Note: If both spouses enter a LTCF on the same day and one or both meet temporary placement criteria, allow the home maintenance allowance for the spouse who will be returning home and the personal needs allowance for the other spouse.
n Children under age 21.
n Children of the client or community spouse over age 21 who are claimed as tax dependents.
n Parents of the client or community spouse claimed as tax dependents.
n Siblings of the client or community spouse claimed as tax dependents.
Example:
Teresa has a hip replacement on October 13. She enters an LTCF for rehabilitation on October 15. The DHS-1503 indicates a 31-90 day stay in the LTCF. Discharge is anticipated for early January. Teresa was widowed in 1999 and has lived in her house for the past 30 years. She has a mortgage payment of $700 per month, and has to pay all of the utilities.
Action:
Teresa is allowed a home maintenance allowance beginning in November (the first month of the LTC income calculation) and continuing through January (three consecutive months). Teresa meets all of the conditions:
n She is residing in an LTCF.
n She has been certified for a temporary stay.
n She has costs to maintain and retain her residence.
n She did not live with a spouse, child, sibling or parent prior to admission to the LTCF.
On December 21 Teresa’s worker receives a new DHS-1503 indicating that Teresa’s stay has been extended and is anticipated to last an additional four months.
Action:
Teresa is no longer entitled to the home maintenance allowance because her stay no longer meets the temporary stay conditions. Update her LTC income calculation to begin using the personal needs allowance for January.
Example:
Clyde is a bachelor who entered the LTCF from his apartment on January 3. The DHS-1503 indicated he is anticipated to be in the facility for 91-180 days.
Action:
The worker contacts the facility and determines that Clyde is expected to be in the LTCF until early June. He does not meet the conditions for using the home maintenance allowance because his stay is expected to last more than three calendar months. He receives the clothing and personal needs allowance.

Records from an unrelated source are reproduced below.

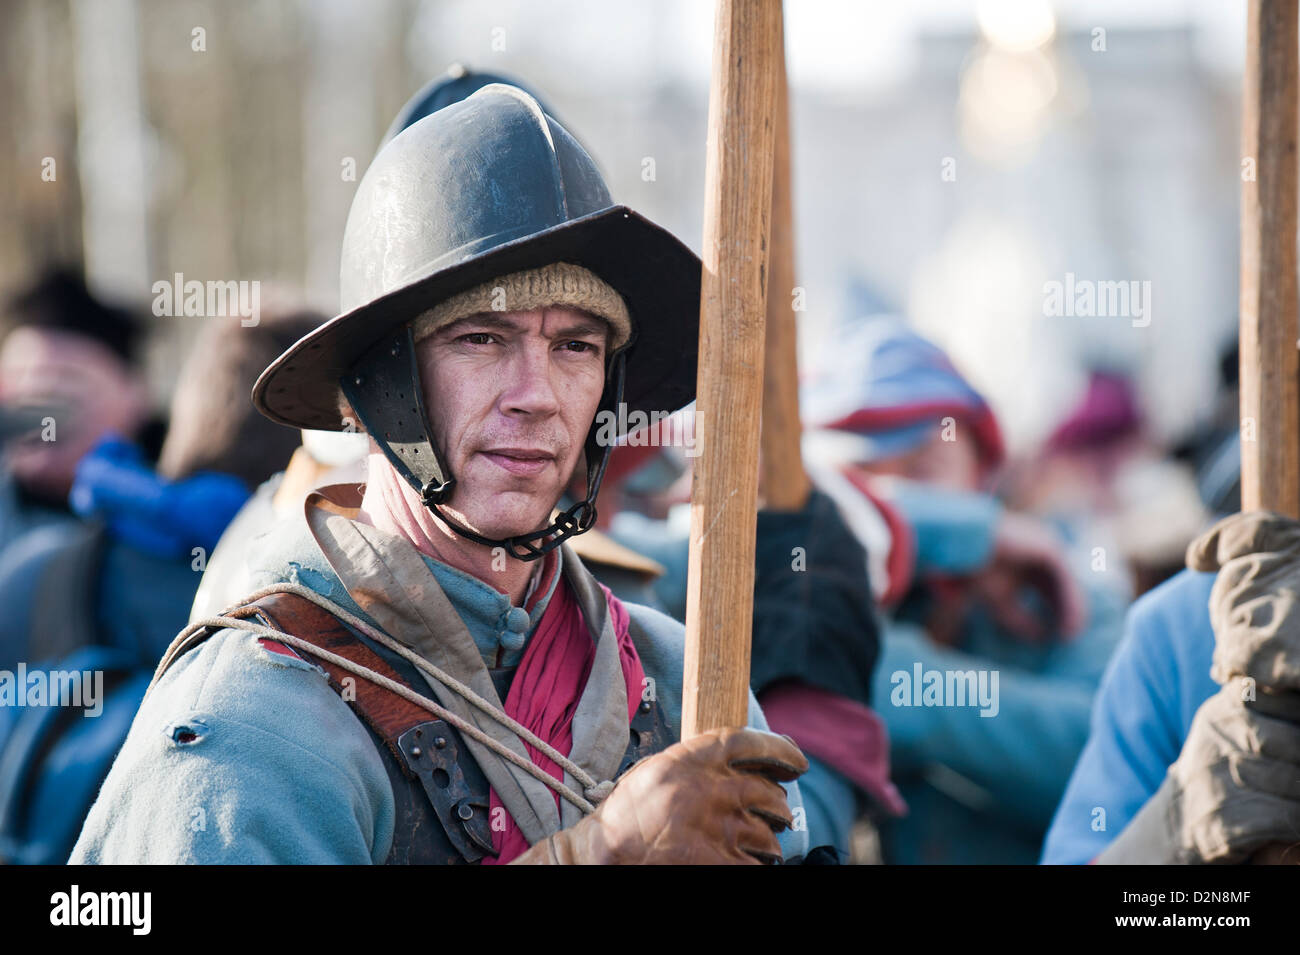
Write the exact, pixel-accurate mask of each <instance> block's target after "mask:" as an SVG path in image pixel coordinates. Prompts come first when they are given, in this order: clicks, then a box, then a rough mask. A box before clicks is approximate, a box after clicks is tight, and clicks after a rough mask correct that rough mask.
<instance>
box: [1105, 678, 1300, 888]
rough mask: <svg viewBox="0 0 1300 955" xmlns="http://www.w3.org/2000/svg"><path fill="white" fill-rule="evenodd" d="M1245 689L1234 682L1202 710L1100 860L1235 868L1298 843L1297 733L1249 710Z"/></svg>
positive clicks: (1270, 717) (1109, 861) (1242, 686)
mask: <svg viewBox="0 0 1300 955" xmlns="http://www.w3.org/2000/svg"><path fill="white" fill-rule="evenodd" d="M1244 687H1245V683H1244V680H1243V678H1240V677H1238V678H1236V680H1232V681H1231V682H1230V683H1227V685H1226V686H1225V687H1223V689H1222V690H1219V691H1218V693H1217V694H1214V695H1213V696H1210V698H1209V699H1208V700H1205V702H1204V703H1203V704H1201V706H1200V708H1199V709H1197V711H1196V716H1195V719H1193V720H1192V726H1191V730H1190V732H1188V734H1187V741H1186V742H1184V743H1183V751H1182V754H1180V755H1179V756H1178V760H1177V761H1175V763H1174V765H1171V767H1170V768H1169V773H1167V774H1166V776H1165V781H1164V782H1162V783H1161V786H1160V789H1158V790H1157V791H1156V794H1154V795H1153V796H1152V798H1151V799H1149V800H1148V802H1147V804H1145V806H1144V807H1143V808H1141V811H1140V812H1139V813H1138V815H1136V816H1135V817H1134V820H1132V821H1131V822H1130V824H1128V825H1127V826H1126V828H1125V830H1123V832H1122V833H1121V834H1119V835H1118V837H1117V838H1115V841H1114V842H1113V843H1112V845H1110V846H1109V847H1108V848H1106V850H1105V851H1104V852H1102V854H1101V855H1100V856H1099V858H1097V861H1099V863H1122V864H1144V865H1149V864H1190V863H1239V861H1244V860H1245V859H1248V858H1249V856H1251V855H1252V854H1253V852H1255V851H1256V850H1260V848H1262V847H1268V846H1278V847H1279V850H1281V848H1282V847H1286V846H1294V845H1295V843H1296V842H1297V841H1300V730H1297V728H1296V726H1295V725H1294V724H1291V722H1288V721H1286V720H1279V719H1275V717H1271V716H1268V715H1265V713H1261V712H1258V711H1257V709H1252V708H1249V707H1248V706H1247V704H1245V703H1243V700H1242V696H1243V695H1244V693H1243V691H1244ZM1290 855H1291V860H1294V856H1295V854H1294V852H1291V854H1290Z"/></svg>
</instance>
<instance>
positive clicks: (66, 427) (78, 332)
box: [0, 269, 161, 554]
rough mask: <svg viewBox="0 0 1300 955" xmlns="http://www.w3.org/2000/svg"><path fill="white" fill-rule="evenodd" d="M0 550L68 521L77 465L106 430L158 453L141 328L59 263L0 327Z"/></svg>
mask: <svg viewBox="0 0 1300 955" xmlns="http://www.w3.org/2000/svg"><path fill="white" fill-rule="evenodd" d="M0 334H3V337H4V338H3V342H0V416H3V422H4V461H3V472H0V554H3V551H4V550H5V547H8V544H10V543H12V542H13V541H16V539H17V538H18V537H21V535H22V534H25V533H26V531H29V530H32V529H35V528H38V526H42V525H45V524H51V522H59V521H68V520H70V518H72V512H70V511H69V507H68V494H69V491H70V490H72V486H73V478H74V476H75V472H77V465H78V464H81V460H82V459H83V457H85V456H86V453H87V452H88V451H90V450H91V447H94V446H95V444H96V442H99V440H100V439H101V438H103V437H104V435H105V434H109V433H113V434H121V435H130V437H133V438H139V439H140V442H142V447H143V448H144V453H146V455H148V456H149V457H153V456H156V455H157V451H159V440H160V438H161V434H160V433H161V422H159V421H157V420H156V418H152V417H151V408H149V399H148V390H147V387H146V385H144V378H143V372H142V369H140V366H139V364H138V359H139V352H140V346H142V343H143V342H142V339H143V335H144V327H143V324H142V322H140V320H139V318H136V317H135V316H134V314H133V313H131V312H130V311H129V309H126V308H122V307H118V305H110V304H107V303H104V301H101V300H100V299H99V298H96V296H95V295H92V294H91V292H90V291H88V290H87V288H86V283H85V281H82V278H81V275H78V274H77V273H75V272H72V270H69V269H53V270H51V272H48V273H45V274H44V275H43V277H42V278H39V279H38V281H36V282H35V283H34V285H32V286H30V287H29V288H27V290H25V291H22V292H19V294H18V295H16V296H14V298H13V299H10V300H9V301H8V303H6V307H5V309H4V316H3V326H0Z"/></svg>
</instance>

The worker is notified that Clyde was discharged home on March 3, three months early.
Action:
No adjustment is needed to the previous LTC income calculations which used the clothing and personal needs allowance rather than the home maintenance allowance because the worker acted on the certified information available.
Example:
Serina entered the LTCF on January 28 from her home, which she owned and lived in alone. Her cost of care was paid for by insurance until February 29. Serina applies for MA coverage to begin March 1. The DHS-1503 indicates Serina’s anticipated discharge is in April.
Action:
The home maintenance allowance is available to Serina because her anticipated stay is less than three calendar months. The length of stay determination is not affected by the fact that part of her stay was paid by insurance.
The Maintenance Needs Allowance is only available to Elderly Waiver (EW) clients whose income is less than or equal to the Special Income Standard (SIS).
l The other three needs allowances cannot be used in the SIS-EW income calculation.
l The Maintenance Needs Allowance is the total of the Minnesota Supplemental Aid (MSA) equivalent rate and the Clothing and Personal Needs Allowance amount. It is adjusted July 1 of each year. See LTC Allowances for exact figures.
l Allow the Maintenance Needs allowance as a deduction for both spouses if they are both SIS-EW.
For clients moving between a LTCF and SIS-EW follow these provisions for updating the needs allowance:
l LTCF to immediately beginning SIS-EW.
Update the income calculation to the Maintenance Allowance beginning the first of the month following the month they move to the community.
l SIS-EW to LTCF.
Update the income calculation to the Clothing and Personal Needs Allowance, Veterans Improved Pension or the Home Maintenance Allowance beginning the month following the month they enter the LTCF.